I've been trying to close as many unnecessary open ports as possible. Whenever I do a netstat -an command or use TCPView by Sysinternals, I notice that Port 135 is in this state:
Local Address Foreign Address
TCP 0.0.0.0:135 0.0.0.0:0 LISTENING
Since I'm not using a networked computer and had netbios running, I disabled that. I deleted my "client for MS networks" option in the local area connection properties.
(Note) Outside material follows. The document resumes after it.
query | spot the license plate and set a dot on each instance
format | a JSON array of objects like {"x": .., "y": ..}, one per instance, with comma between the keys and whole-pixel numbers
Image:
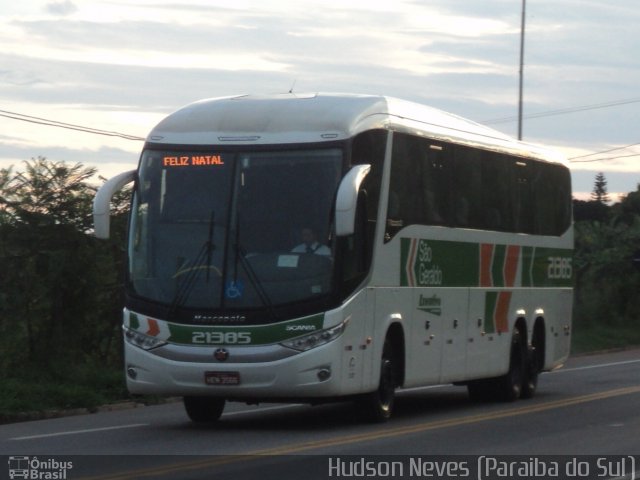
[{"x": 222, "y": 378}]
Then I tried running Dcomcnfg.exe and unchecked the "enable Distributed Com" box.
I then edited HKEY_LOCAL_MACHINE\Software\Microsoft\Rpc as follows:
Created an "Internet Key" with the string "UseInternetPorts" and a value of N.
However, when I rebooted, Port 135 was still showing when doing a netstat -an command.
I see it's blocked in my ZA internet zone security (incoming and outgoing).
Why can't I shut it down upon rebooting?
TCPView tells me the port is running:
svchost -k rpcss.
I have noticed that when I disable dcom and create the RPC key, upon rebooting Windows Defender beta Spyware by Microsoft won't run. Supposedly, that program depends on the remote procedure call service.
Has anyone got a solution that will allow Windows Defender to still load?
What ports should be open right after boot up. There's the Avast shield ports and....? I know my ZA firewall is blocking incoming and outgoing access on Port 135.